Como un impune detritus
a quien ya sólo devorase la raquídea jauría de los cerrojos bajo la
   almohada,
o como un nudo de élitros inflexibles decantados por el quicio
   de los vertederos
en el balbuceo del terror y de la paradoja,
o incluso más aún como el hambriento que se expande hasta el límite
   de la luxación
debatiendo con un ilícito estrépito de pasajes,
así continúo, sin obstáculos,
hasta impregnar mi refugio de exiliado en los estigmas,
hasta vislumbrar los túneles que encauzan minuto a minuto a la oscuridad,
hasta morder en la luz en que el mendigo suicida los
   volúmenes del insomnio
para poder sucumbir sin ningún impulso.
Esa es mi mejor réplica tras la única trayectoria que se bifurca cada estación hacia
   el mismo ahondamiento
en donde la fuerza se aparea con su detonador de insumisa.

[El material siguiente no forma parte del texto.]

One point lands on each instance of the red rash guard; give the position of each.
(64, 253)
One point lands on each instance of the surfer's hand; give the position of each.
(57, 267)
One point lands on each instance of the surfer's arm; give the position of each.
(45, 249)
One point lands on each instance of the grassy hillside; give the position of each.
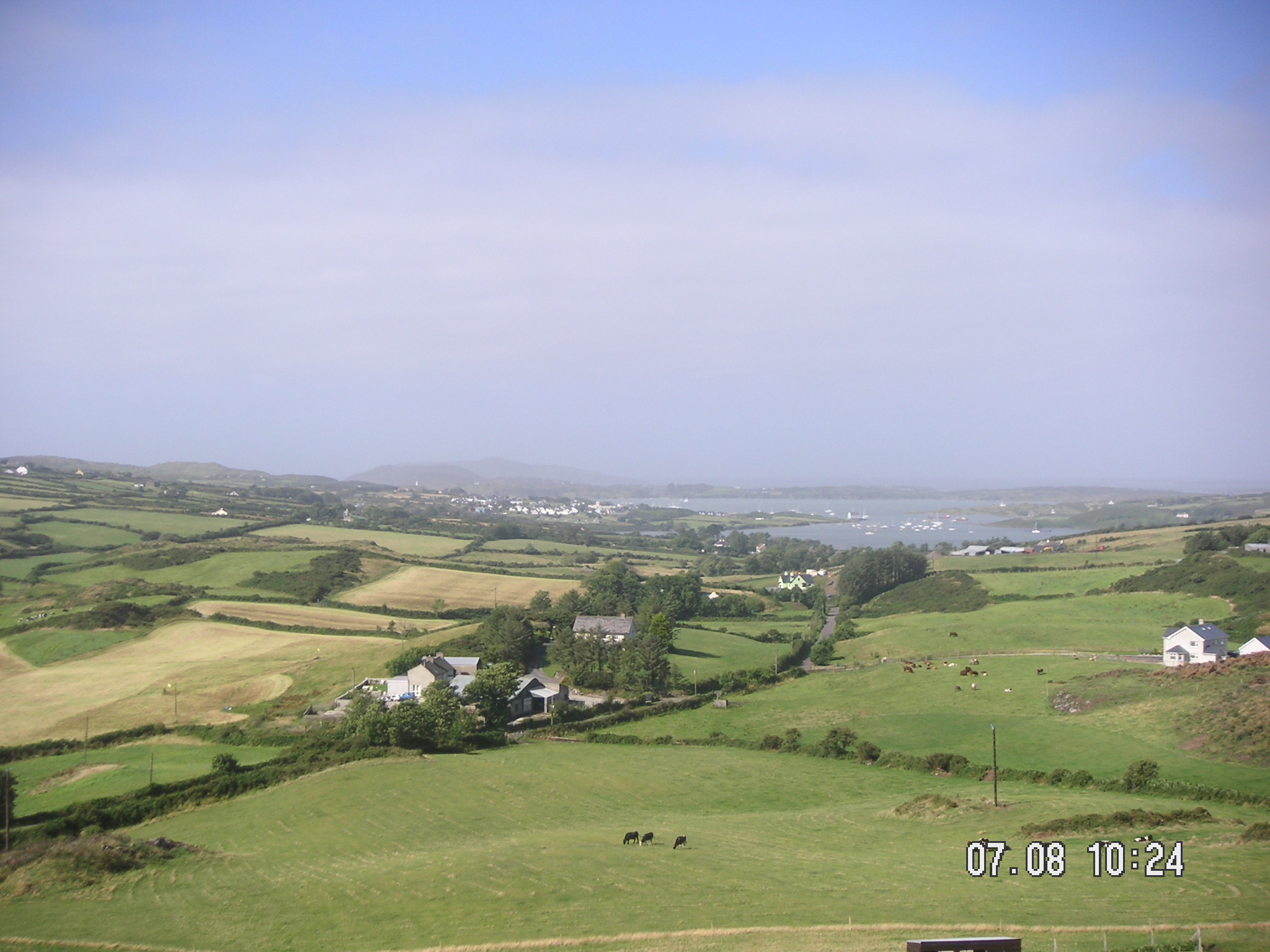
(419, 587)
(1118, 622)
(526, 843)
(54, 782)
(211, 666)
(711, 653)
(923, 712)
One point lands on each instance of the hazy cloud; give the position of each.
(849, 280)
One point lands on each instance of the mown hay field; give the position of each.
(1052, 583)
(221, 571)
(923, 714)
(79, 535)
(20, 568)
(50, 645)
(403, 542)
(415, 587)
(711, 653)
(148, 521)
(525, 843)
(1129, 622)
(211, 666)
(315, 616)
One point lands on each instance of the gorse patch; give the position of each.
(1121, 819)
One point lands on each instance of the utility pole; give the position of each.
(995, 765)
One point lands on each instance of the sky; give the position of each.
(946, 244)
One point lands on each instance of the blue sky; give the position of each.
(940, 243)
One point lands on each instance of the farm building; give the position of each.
(613, 627)
(455, 672)
(796, 580)
(1194, 644)
(534, 696)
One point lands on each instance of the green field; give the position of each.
(923, 714)
(115, 771)
(1121, 622)
(68, 534)
(20, 568)
(403, 542)
(526, 843)
(220, 573)
(713, 653)
(51, 645)
(174, 523)
(1053, 583)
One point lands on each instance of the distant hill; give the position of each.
(174, 471)
(506, 475)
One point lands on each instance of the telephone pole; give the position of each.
(995, 765)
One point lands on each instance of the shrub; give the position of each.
(1141, 774)
(225, 763)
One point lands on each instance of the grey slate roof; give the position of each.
(603, 625)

Ella me acompaña envuelta de sombra crónica,
movida por la giratoria obscenidad del jadeo que no se escinde jamás,
y sus pupilas abruptas, ciñéndose en el trisquel nítido de otros horizontes,
evidencian una pesadez paliativa,
un cráter como de ásperas costuras aprovechadas para el ataque.
Yo me adentro hacia esas expansivas empuñaduras de
   odio que me inyectan de nuevo mi propio veneno,
aunque he de resistir
lo mismo que un cauce obstruido por los melanomas del exceso
   en una cripta,
al inicio informe de la narcosis,
hasta un acorde que hoy es la metralla que me engalana y
   nadie más ve.
Y es que hoy ella deshilvana con esta pequeña presión al émbolo la
   ventisca del origen
y taja profundamente las visionarias nervaduras de los trances.

Aún así, esta raíz del espíritu donde me instalo,
estos pozos sin razón en donde habito con el tiempo del
   exterminio,
estas mortajas que insisten y se pliegan de pronto para equiparar un
   silencio semejante a mi final,
me reducen de nuevo a la cueva de fauces que deglute cada
   motivo por el motivo en que perezco.